Critical takeaways
- It’s normal to want to move on once a crisis recedes but this is when CEOs and Boards need to learn the lessons from the crisis to improve their resilience.
- Skills gaps should be closed and technical mastery sought but businesses should also be reevaluating their risks to make sure they are properly prepared.
- Technical mastery and greater risk readiness will allow you to transform your organization and to become more crisis resilient
Imagine yourself as a CEO or a board member of an organization that’s recently gone through a reputation-impacting crisis. It could have been a data breach or sexual harassment accusations. Possibly charges of fraud or something related to product tampering. Whatever it was, the crucible of crisis is behind you. The question now is, what do you do next?
I’m not the first to ask this question and a few years back, Deloitte released a fascinating survey of board members and CEOs called ‘A Crisis Of Confidence’. It’s an excellent conversation with board members and CEOs reflecting on what they learned after a crisis had died down. One of the most notable findings was that there was no single point that stood out, although there were some common themes:
- A wish that they had done more crisis exercising
- A desire for a better understanding of the risks they faced
- Many of them noted gaps in applicable skill sets and an overall lack of crisis readiness
- Several felt that early warning systems would have helped
- Many believed that they could have been more effective communicating internally and with partners, allies, and stakeholders.
For more information, I encourage you to check out the report.
However, as a CEO or board member, you don’t need to wait for Deloitte’s call to reflect on what just happened. The ability to perform this kind of self-assessment and introspection close to the event is key to developing an infinite mindset and treating crises as edgeless. Plus, you increase your chances of avoiding a repetition of the same mistakes in the future. You’ve survived the crucible of crisis and should be proud of that, but there’s still work to be done.
First, you need to convene the organization’s decision-makers and start to reflect on what went well and what didn’t. Identify members of your team that are better suited for this type of work than others. Examine how you interacted with the Board and vice versa. Where were there skill gaps, and where were processes robust and effective? What did your internal communications look like? What about external messaging? Did you manage to achieve speed?
Next, you need to look at your successes and ask yourself how much was due to excellent strategies and superior communications and how much was dumb luck and good fortune? Remember, the 20/20 hindsight you have allows you to be honest and to learn the real lessons from the crisis.

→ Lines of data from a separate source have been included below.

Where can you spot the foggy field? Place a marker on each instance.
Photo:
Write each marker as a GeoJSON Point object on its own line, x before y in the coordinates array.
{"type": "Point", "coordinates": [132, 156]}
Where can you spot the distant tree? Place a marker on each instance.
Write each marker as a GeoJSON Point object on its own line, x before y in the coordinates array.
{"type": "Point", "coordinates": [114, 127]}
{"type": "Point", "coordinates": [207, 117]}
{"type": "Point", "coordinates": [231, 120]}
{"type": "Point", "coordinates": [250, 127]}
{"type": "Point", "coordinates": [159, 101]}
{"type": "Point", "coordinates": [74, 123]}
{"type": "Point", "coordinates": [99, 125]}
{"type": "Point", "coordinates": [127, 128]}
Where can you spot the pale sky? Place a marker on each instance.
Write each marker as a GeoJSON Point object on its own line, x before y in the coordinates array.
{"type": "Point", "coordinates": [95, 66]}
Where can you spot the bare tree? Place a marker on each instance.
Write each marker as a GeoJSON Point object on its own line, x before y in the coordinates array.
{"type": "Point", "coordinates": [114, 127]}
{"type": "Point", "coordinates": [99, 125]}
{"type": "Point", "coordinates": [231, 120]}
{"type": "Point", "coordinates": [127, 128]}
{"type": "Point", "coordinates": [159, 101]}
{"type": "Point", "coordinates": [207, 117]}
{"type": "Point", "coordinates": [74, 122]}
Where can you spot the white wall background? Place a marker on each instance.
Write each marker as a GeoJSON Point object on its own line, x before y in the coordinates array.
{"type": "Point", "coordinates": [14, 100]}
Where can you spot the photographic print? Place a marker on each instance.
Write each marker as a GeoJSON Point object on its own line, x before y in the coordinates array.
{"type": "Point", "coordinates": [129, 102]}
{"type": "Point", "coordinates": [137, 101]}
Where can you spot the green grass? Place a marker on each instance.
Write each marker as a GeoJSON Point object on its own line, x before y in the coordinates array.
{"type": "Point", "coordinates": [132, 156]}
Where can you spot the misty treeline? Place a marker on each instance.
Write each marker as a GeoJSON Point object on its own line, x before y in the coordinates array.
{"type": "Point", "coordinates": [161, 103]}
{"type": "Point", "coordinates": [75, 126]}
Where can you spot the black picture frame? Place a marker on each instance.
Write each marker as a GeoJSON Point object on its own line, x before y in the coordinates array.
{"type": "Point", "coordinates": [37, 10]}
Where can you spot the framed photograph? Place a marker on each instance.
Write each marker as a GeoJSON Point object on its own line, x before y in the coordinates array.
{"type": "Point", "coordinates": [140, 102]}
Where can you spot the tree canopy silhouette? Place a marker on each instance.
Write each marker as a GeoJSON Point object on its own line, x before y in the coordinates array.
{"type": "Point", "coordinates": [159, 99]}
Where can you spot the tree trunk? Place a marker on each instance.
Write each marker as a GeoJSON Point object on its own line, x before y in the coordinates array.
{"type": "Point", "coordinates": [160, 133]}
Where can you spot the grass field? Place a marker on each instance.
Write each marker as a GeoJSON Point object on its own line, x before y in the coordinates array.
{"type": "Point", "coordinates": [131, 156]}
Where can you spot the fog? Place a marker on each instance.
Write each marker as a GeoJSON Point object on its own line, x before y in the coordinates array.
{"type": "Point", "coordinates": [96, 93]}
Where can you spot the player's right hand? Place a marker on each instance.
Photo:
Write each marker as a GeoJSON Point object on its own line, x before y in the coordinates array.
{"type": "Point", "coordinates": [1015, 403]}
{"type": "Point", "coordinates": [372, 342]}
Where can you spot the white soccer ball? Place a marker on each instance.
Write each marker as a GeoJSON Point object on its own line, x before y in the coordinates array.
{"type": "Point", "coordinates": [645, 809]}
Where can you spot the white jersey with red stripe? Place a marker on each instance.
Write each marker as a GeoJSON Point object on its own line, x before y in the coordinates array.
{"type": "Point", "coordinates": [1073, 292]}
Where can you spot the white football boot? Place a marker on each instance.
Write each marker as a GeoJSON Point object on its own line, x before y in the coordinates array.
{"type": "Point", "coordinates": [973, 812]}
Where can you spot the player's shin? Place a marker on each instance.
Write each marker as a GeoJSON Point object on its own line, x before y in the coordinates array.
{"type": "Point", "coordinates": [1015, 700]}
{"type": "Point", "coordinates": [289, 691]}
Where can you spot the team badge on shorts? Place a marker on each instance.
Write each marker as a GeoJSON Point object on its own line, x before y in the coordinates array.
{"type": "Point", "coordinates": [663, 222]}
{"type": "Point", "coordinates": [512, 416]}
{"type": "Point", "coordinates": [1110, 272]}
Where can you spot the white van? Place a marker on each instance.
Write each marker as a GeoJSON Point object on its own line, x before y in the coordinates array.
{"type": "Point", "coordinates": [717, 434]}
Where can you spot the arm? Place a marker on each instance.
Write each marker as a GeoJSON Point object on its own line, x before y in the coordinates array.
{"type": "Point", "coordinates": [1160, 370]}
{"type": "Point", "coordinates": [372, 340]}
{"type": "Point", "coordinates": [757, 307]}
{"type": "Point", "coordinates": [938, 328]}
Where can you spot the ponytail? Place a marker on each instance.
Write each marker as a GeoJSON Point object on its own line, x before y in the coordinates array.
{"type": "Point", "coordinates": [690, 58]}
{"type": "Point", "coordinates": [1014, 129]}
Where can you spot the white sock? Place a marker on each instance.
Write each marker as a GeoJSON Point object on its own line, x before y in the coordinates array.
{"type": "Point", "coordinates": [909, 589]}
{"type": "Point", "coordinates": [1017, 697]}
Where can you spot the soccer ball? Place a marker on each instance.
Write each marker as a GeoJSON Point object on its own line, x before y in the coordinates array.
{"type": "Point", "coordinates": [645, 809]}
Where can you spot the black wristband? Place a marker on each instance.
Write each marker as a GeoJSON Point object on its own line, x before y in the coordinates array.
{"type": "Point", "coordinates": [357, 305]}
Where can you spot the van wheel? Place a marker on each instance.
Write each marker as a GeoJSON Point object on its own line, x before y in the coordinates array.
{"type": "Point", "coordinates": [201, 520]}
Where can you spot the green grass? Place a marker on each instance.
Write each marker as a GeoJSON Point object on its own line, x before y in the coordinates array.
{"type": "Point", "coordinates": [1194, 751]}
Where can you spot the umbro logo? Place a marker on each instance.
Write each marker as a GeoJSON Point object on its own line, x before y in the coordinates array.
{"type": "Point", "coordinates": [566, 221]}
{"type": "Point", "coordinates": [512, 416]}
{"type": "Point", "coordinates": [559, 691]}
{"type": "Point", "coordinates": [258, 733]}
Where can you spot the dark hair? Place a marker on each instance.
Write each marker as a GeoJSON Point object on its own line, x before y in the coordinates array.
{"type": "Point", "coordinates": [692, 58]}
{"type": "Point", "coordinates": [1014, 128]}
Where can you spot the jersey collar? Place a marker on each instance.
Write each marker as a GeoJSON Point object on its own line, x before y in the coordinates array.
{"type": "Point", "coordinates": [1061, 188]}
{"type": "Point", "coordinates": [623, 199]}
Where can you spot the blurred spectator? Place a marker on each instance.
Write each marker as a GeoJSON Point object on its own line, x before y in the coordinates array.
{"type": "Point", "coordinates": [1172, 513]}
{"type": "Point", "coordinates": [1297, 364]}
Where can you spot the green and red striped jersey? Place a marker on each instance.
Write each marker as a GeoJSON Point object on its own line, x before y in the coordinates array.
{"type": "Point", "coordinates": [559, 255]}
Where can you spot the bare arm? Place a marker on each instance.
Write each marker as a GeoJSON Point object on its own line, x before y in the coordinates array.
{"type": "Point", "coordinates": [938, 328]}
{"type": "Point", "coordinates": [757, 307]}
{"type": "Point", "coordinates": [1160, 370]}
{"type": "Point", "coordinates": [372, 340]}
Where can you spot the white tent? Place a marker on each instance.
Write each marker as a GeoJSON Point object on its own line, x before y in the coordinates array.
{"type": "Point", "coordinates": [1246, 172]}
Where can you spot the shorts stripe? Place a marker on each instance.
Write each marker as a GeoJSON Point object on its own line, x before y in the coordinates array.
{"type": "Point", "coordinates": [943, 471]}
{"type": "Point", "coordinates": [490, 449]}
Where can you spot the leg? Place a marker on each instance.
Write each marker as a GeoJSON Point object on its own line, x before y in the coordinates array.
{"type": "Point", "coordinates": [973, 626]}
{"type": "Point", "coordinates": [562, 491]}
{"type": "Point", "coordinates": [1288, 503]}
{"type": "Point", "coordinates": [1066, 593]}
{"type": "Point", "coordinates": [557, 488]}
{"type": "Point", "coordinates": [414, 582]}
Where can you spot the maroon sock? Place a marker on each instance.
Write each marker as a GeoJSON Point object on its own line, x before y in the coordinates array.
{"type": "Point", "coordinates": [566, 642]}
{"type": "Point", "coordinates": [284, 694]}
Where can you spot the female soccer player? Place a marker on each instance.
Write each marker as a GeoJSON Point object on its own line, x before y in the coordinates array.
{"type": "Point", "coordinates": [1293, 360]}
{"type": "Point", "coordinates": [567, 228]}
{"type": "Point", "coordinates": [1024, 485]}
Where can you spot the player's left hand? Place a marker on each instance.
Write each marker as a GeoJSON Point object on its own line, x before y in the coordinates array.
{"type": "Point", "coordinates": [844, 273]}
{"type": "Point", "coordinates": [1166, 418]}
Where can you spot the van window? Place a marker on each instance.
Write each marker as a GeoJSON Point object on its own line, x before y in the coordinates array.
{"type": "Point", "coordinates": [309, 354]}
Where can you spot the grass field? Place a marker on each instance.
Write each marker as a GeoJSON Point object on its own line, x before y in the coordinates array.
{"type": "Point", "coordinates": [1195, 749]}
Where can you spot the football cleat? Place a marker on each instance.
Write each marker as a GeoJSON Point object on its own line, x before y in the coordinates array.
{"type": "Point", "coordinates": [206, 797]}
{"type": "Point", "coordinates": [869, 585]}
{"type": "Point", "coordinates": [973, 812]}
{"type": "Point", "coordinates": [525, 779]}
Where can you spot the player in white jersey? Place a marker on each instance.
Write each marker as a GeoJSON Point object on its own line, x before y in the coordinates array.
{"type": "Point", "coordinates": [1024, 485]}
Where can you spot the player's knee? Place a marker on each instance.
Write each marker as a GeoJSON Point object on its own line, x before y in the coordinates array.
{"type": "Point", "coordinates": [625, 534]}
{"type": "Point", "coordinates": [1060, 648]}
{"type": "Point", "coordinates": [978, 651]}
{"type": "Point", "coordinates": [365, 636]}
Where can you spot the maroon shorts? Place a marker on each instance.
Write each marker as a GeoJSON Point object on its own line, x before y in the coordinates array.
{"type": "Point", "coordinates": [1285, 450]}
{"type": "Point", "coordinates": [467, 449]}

Now you face a choice between two courses of action. Luckily, these aren’t mutually exclusive.
Technical mastery
The first option is to focus on closing gaps and improving the organization’s crisis readiness. You want to see your chain of command enhanced and strengthened. You want to understand how your mission and values align with that chain of command to make you faster. You want to hone the skill sets of your communications team to ensure they can craft smart, clear messages under pressure. And you want to make that your operational subject matter experts (SMEs) are genuinely aligned with your communications operation.
All of those create workflows. All of those create tasks and responsibilities of improved crisis readiness. All this helps you achieve technical mastery, building on the experience you just survived.
Achieving awareness
The second thing that this hindsight provides is an opportunity to begin a parallel journey of greater risk awareness. You need to catalog and look at your risks – both those that caused the crisis and your risks in general – and determine if you are genuinely aware of your risk environment. Use something like our strategic, preventable, and external risks framework to properly understand your risks and the implications they could have on your organization.
Then you can start the work of mitigating these risks and strengthening your resilience.
Identify those that, from a public standpoint, pose the greatest risk and single out those where you can actually change their direction. Some external forces – such as force majeure, weather, and some criminal events – are things where you have very little ability to make a change. However, other strategic risks are areas where you have a great deal of influence.
But in order to be successful, you need to tackle head-on the risks that have the potential to crush your company’s reputation. You need to look deep within your organization and understand the dangers that lie there. Ask your executives and SMEs about emerging risks: those things that lie beyond what you currently manage but know are approaching. What do the new technological frontiers, such as automation and AI, mean? What kinds of legislation relating to data privacy might be coming? Where does political instability threaten your supply chain or customer base?
Then you need to identify your gaps and begin to mitigate those risks. Generate buy-in and align operations with communications so you can start to tell these stories, build stakeholder relations, and develop your resilience.
In short, begin to transform.
Be a phoenix, not a V2.0
Developing technical mastery is essential and I believe that this is a fundamental requirement in the aftermath of a crisis. Gaps must be closed and risks better understood to avoid a repeat performance. But without significant change, the emerging organization is essentially just a V2.0 of what existed before the crisis.
Instead, I believe that organizations need to begin a journey of transformation to become a genuinely reputation-resilient organization.
This starts with boards and CEOs driving real change in technical crisis readiness and forcing much greater risk awareness. Addressing the more challenging risks is significantly more challenging and a much more arduous path, particularly when this comes on the heels of a crisis. But this is where real transformation takes place. So use that 20/20 hindsight to improve both aspects of your organization and transform your organization into something bigger, better, and more resilient.
Emerge as a phoenix, not just a V2.0.